I could accuse Tabet of doing nothing more than exploiting and displaying Bogdanos’s investigation for his own artistic aims. Tabet himself says in an interview that he is “usually against showing documents as art” but justifies doing exactly that because “it marks the return of the story.” Yet I think the success of The Return is its ability to nod at and provide a space to dwell in “those well-appointed shadows” to which Bogdanos refers and which the general amnesty helps to uphold in Lebanon. Although the material object can be returned to Lebanon, the story that attaches itself to the bull’s head is far more unwieldy.
To close the story for myself, I convinced an archeologist friend to take me to the Eshmun Temple, the best-preserved Phoenician site in Lebanon and the place from which the bull’s head (and much of the National Museum’s contents) were excavated. Our taxi driver had no idea there was a temple just outside the city, so my friend directed him from the center of Saida. Once there, we climbed through the overgrowth to reach the top of the temple. There was no literature or signage, but my friend pointed out what he knew of the site: the Roman colonnade, the Byzantine church, the ablution basins. Although a project had been announced to restore the mosaics on site, we stood and watched a tattered tarp flap in the breeze as the crumbling mosaics bleached in the sun.
It was too hot to linger. Before leaving, my friend quickly photographed me sitting in the goddess Astarte’s throne, who, the story goes, fell deeply in love with a young hunter from Beirut named Eshmun. Astarte pursued the youth with such amorous intensity that, to escape her advances, he castrated himself and died. Astarte, dismayed, resurrected Eshmun, and transformed him into a god of healing. The temple was built to worship him.

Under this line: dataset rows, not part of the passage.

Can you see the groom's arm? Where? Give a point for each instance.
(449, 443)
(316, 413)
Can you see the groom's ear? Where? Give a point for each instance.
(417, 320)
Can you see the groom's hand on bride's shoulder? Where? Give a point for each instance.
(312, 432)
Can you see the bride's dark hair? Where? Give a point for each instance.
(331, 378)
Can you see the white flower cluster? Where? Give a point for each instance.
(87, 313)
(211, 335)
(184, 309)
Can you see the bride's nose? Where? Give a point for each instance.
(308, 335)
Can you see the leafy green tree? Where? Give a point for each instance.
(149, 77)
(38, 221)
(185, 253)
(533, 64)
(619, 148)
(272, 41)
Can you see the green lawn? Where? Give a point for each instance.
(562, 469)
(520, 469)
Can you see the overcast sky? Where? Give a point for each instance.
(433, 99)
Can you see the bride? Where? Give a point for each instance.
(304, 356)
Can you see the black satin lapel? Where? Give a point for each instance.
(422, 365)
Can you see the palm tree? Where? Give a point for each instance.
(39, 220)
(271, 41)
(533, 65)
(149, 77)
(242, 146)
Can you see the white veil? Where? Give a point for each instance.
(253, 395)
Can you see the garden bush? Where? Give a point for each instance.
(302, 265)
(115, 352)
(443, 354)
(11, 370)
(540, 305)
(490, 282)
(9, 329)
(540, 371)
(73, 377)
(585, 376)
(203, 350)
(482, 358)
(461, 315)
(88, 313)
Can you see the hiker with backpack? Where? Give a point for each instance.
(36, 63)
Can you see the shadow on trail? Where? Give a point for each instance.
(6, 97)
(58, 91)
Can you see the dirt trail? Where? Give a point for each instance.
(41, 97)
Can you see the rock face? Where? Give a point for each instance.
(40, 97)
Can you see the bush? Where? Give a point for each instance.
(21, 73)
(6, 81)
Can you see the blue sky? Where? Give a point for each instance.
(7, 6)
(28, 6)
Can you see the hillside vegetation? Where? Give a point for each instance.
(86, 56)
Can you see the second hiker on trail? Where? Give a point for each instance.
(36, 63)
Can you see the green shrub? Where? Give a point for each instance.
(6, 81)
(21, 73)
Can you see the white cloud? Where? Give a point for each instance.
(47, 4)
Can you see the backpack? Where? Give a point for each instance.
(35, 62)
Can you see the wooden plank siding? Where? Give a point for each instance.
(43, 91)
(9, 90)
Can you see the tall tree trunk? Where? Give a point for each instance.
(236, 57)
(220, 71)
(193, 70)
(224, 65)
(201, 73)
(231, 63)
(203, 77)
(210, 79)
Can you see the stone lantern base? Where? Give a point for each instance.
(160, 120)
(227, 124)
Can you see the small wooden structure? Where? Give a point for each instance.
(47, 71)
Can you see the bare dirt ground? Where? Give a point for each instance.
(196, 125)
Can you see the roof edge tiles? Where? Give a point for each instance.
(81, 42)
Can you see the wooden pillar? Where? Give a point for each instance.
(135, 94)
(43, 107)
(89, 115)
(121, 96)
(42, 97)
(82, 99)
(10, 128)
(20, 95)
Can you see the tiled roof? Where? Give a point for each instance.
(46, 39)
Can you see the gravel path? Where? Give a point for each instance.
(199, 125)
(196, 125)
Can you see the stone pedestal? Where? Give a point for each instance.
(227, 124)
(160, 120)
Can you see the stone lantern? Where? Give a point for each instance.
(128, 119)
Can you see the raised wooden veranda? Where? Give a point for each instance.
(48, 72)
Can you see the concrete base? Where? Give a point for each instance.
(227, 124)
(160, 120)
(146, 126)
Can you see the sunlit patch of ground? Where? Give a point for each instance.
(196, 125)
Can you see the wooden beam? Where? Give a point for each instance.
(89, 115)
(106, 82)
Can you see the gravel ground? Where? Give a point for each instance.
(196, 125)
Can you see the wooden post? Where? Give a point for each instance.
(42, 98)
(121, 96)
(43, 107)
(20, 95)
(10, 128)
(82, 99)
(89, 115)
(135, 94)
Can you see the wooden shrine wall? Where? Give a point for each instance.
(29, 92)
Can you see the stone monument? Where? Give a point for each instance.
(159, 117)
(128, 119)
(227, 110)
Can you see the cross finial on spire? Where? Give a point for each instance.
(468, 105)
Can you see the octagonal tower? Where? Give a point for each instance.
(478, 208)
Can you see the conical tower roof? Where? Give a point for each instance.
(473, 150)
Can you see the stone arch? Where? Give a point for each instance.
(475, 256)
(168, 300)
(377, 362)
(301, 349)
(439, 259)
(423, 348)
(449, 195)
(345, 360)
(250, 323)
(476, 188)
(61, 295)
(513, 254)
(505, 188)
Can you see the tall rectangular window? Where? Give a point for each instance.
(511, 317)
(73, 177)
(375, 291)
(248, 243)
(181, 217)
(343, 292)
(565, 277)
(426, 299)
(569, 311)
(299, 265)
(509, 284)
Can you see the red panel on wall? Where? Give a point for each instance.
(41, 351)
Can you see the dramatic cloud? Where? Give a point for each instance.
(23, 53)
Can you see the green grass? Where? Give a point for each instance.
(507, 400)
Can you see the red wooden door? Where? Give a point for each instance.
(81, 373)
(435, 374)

While walking away, I mentally returned the bull’s head to the place where it rested for millennia before its 50-year odyssey. It is no surprise that millions of dollars passed through a single object when the temple it was once a part of is so neglected, but it is sad. Just as Eshmun’s castration made him even more desirable, even godly, to Astarte, the head’s value on the market—its very desirability—was also contingent on a castration from its context. Tabet’s title, The Return, most obviously refers to the bull’s head’s repatriation to Lebanon and its restoration as a cultural heritage item after years of exchange on antiquity markets. Yet I can’t help but think how The Return also returns the idea of the bull’s head and whatever heritage it possesses or signifies to the art market, albeit the contemporary one. With this work, Tabet opens a chapter to the bull’s head’s future sale—in the form of The Return—to a museum or collector.

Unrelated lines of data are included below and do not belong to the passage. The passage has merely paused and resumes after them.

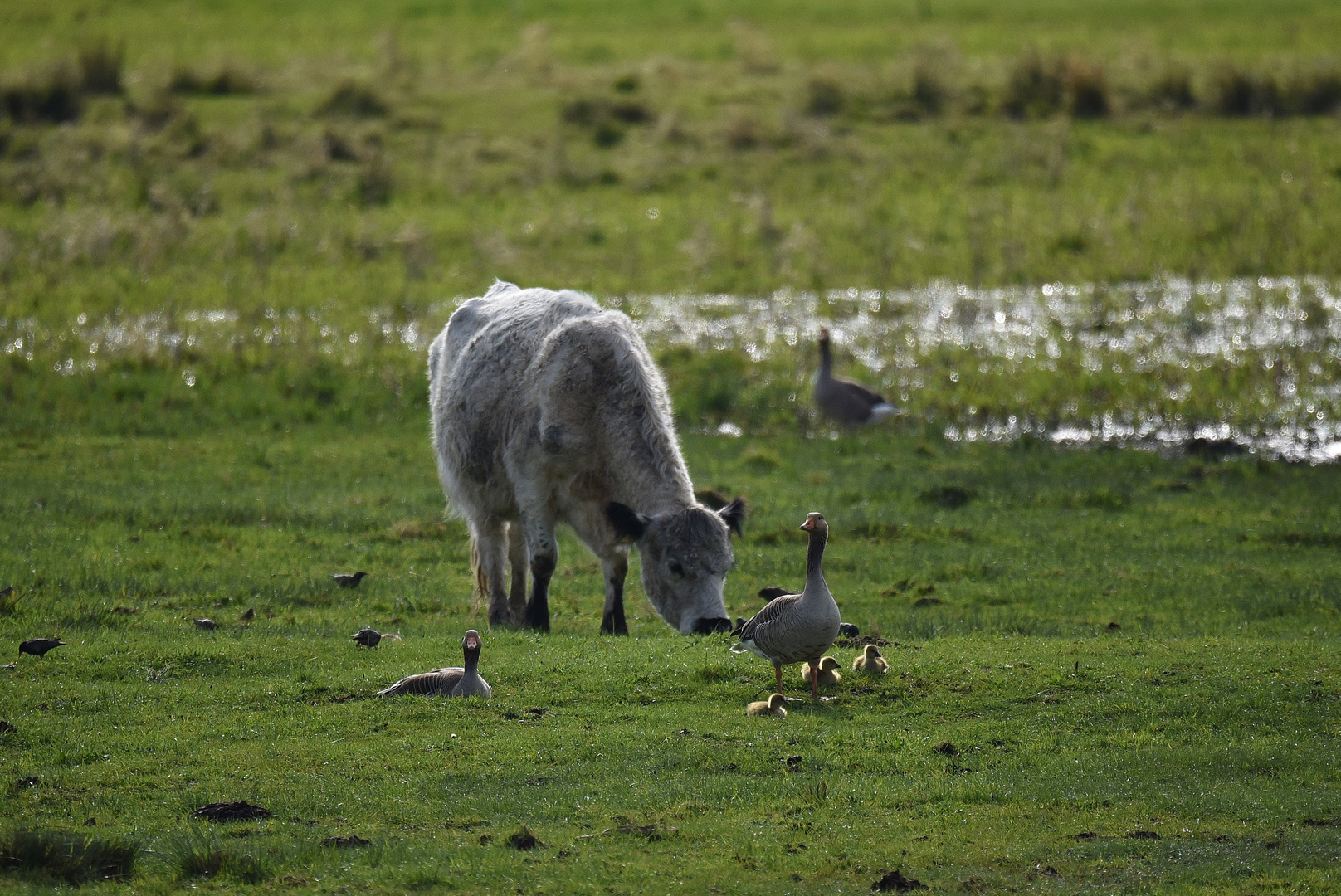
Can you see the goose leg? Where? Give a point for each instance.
(616, 569)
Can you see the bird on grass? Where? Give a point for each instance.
(773, 706)
(870, 661)
(797, 628)
(366, 636)
(455, 682)
(39, 645)
(825, 672)
(845, 402)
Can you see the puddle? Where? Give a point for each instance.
(1143, 360)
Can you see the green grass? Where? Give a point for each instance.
(1204, 717)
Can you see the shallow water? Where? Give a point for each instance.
(1251, 361)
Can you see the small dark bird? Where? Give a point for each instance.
(39, 645)
(845, 402)
(366, 636)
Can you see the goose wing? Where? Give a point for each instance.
(766, 620)
(426, 684)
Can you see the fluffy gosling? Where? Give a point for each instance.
(773, 706)
(829, 675)
(870, 661)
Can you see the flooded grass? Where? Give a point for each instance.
(1214, 365)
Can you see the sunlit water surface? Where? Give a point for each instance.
(1275, 339)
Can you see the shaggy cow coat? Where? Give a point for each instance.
(546, 409)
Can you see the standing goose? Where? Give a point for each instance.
(797, 628)
(452, 682)
(845, 402)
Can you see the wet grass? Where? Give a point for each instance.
(1103, 654)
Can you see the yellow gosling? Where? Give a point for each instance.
(773, 706)
(870, 661)
(829, 675)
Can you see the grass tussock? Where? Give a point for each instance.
(69, 859)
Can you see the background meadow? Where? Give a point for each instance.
(1090, 248)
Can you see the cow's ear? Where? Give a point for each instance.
(628, 523)
(734, 515)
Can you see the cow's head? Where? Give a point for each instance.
(685, 557)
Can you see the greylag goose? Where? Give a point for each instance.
(452, 682)
(39, 645)
(827, 671)
(797, 628)
(773, 706)
(870, 661)
(845, 402)
(366, 636)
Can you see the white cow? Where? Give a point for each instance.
(548, 408)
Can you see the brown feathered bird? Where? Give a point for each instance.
(797, 628)
(845, 402)
(39, 645)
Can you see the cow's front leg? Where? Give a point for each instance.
(614, 570)
(544, 558)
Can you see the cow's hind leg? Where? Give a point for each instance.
(544, 556)
(491, 562)
(518, 561)
(614, 570)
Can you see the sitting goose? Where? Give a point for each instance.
(845, 402)
(452, 682)
(773, 706)
(797, 628)
(870, 661)
(827, 671)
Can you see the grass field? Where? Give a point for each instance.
(1109, 641)
(228, 231)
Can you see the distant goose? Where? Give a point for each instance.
(870, 661)
(797, 628)
(366, 636)
(773, 706)
(39, 645)
(845, 402)
(827, 672)
(451, 682)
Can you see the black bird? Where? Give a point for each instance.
(39, 645)
(366, 636)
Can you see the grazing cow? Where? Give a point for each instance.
(546, 409)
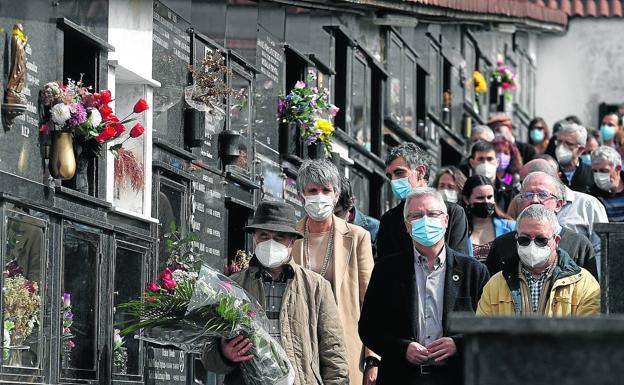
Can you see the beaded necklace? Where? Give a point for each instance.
(330, 247)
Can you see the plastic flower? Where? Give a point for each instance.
(78, 114)
(153, 287)
(137, 130)
(324, 125)
(105, 111)
(480, 85)
(169, 284)
(140, 106)
(119, 129)
(60, 113)
(108, 133)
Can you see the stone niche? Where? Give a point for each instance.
(611, 266)
(537, 350)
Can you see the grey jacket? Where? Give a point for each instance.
(310, 328)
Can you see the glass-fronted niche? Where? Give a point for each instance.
(61, 284)
(25, 298)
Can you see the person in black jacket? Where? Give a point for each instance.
(541, 188)
(407, 167)
(570, 145)
(410, 296)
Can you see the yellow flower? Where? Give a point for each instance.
(324, 125)
(480, 83)
(20, 34)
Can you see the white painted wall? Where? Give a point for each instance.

The Return stands the bull’s head on its head. The project reveals the grotesque ideas, appraisals, and receipts that started to evolve out of it as soon as it emerged from the earth in Saida as a potential commodity. I suspect Tabet is conscious of the inability to locate heritage in the bull’s head alone. The more we try to locate heritage through investigation (artistic, archeological, legal, or otherwise), the more it becomes dispersed, unbound, and atmospheric—a blue light. Perhaps heritage, as conceived within capitalistic relations, is so confused and contested an idea that it can only be consolidated as such by its sale. x
Sylvie Robinson is an artist and writer, now based in Bern, and sometimes other places that begin with B.